I'd suggest that there's a huge gulf between "wrath" and "hate".

ricki said...

Geoff - say more, I'm interested in the difference. I can imagine a difference but not a "huge gulf" so I'm curious how you would define these.

With those definitions, please address the Scriptures that say God hates person X.

I ask because I can imagine a good set of definitions that I might buy into but I cannot imagine getting to the point as many today (some bloggers that you and I have both read) that define everything as "love". I cannot square their thinking with anything but universalism.

Perhaps I've over-reacted to that so help me find the right place here.

Anonymous said...

Rick, I'm not going to be able to reel off a scripture that says "God hates person X", but I'm very happy to have a go at a specific example or two if you have one.

And while you're at it, have a go at fitting: Romans 5:8 into this paradigm - "But God demonstrates his own love for us in this: While we were still sinners, Christ died for us." Or even John 3:16.

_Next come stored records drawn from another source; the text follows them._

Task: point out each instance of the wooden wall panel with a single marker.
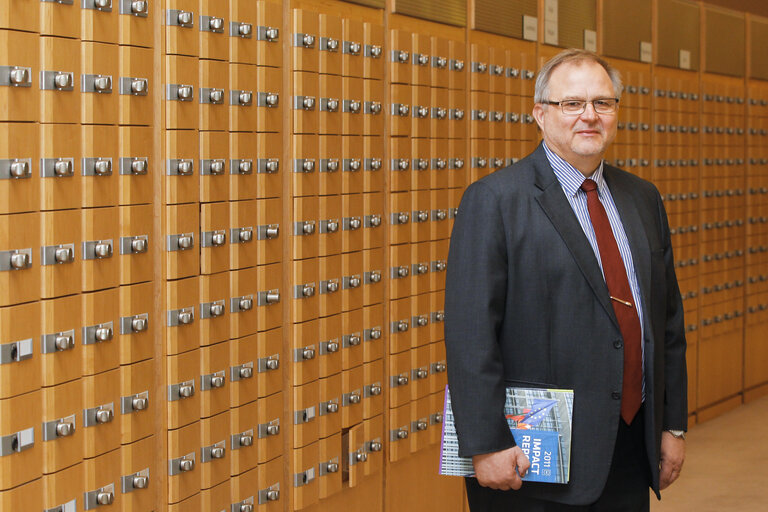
(725, 42)
(678, 29)
(626, 23)
(501, 16)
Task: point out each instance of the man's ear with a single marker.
(538, 114)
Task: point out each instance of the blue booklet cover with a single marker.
(540, 421)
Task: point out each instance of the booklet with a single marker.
(540, 421)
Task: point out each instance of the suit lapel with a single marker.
(557, 208)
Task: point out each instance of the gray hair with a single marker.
(541, 93)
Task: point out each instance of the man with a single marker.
(559, 281)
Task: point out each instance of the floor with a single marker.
(726, 467)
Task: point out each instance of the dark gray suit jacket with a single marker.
(526, 305)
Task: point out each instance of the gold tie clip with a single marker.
(628, 304)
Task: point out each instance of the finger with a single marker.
(523, 463)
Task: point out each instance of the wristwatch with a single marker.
(677, 434)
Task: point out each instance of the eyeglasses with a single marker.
(577, 107)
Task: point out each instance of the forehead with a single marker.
(581, 78)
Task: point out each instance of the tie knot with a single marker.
(588, 185)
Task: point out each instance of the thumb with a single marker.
(522, 463)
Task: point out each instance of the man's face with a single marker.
(580, 139)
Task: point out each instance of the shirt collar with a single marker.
(569, 177)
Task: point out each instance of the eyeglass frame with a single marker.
(584, 106)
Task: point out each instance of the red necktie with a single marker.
(622, 300)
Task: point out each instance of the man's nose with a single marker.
(589, 111)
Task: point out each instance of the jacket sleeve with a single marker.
(475, 297)
(675, 372)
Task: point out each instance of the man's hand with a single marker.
(501, 470)
(672, 457)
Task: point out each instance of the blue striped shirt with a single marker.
(570, 180)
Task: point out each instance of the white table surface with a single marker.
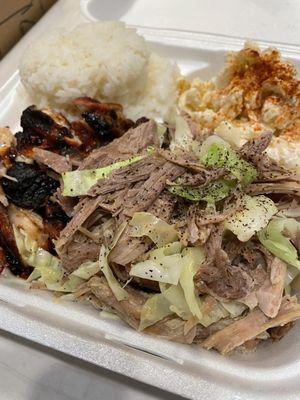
(32, 372)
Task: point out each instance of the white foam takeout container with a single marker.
(273, 372)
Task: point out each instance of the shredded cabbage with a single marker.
(216, 153)
(165, 269)
(212, 311)
(167, 250)
(155, 309)
(86, 270)
(193, 257)
(176, 299)
(214, 191)
(234, 308)
(254, 216)
(275, 239)
(159, 231)
(78, 183)
(119, 292)
(161, 131)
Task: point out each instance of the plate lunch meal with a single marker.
(149, 205)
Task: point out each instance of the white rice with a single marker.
(104, 60)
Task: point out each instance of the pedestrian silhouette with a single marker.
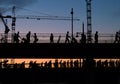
(83, 38)
(67, 37)
(51, 38)
(16, 37)
(28, 37)
(116, 38)
(35, 38)
(96, 37)
(59, 39)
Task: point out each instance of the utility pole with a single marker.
(72, 24)
(89, 22)
(13, 23)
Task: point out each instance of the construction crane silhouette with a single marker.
(89, 22)
(14, 17)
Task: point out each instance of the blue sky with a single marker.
(105, 15)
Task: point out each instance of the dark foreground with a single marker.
(86, 75)
(67, 76)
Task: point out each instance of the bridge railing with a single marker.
(45, 38)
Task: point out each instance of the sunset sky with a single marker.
(105, 15)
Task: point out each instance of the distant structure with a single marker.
(89, 24)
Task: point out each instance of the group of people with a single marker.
(17, 38)
(68, 39)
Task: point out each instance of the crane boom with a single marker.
(45, 17)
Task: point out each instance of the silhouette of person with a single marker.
(74, 40)
(83, 38)
(35, 38)
(59, 39)
(116, 38)
(51, 38)
(96, 37)
(28, 37)
(67, 37)
(16, 37)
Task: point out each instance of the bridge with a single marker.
(86, 70)
(45, 37)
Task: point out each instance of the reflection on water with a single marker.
(57, 63)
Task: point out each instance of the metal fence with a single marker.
(45, 37)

"Wrath" is about anger and punishment. Wrath is what I'm feeling right now about any people who have deliberately lit fires in the Australian bush near homes that have killed over a hundred people (although not all of them are definitely deliberately lit). I am angry about them, and I want them to be punished severely, but I don't hate them. It makes me sad that someone would be broken to the point of wanting to do that. That's a huge gulf between wrath and hate.

I'm also intrigued as to how you reconcile a God who hates sinners with your Calvinist position on predestination. God hates people for doing what he pre-destined them to do? I can't comprehend that at all.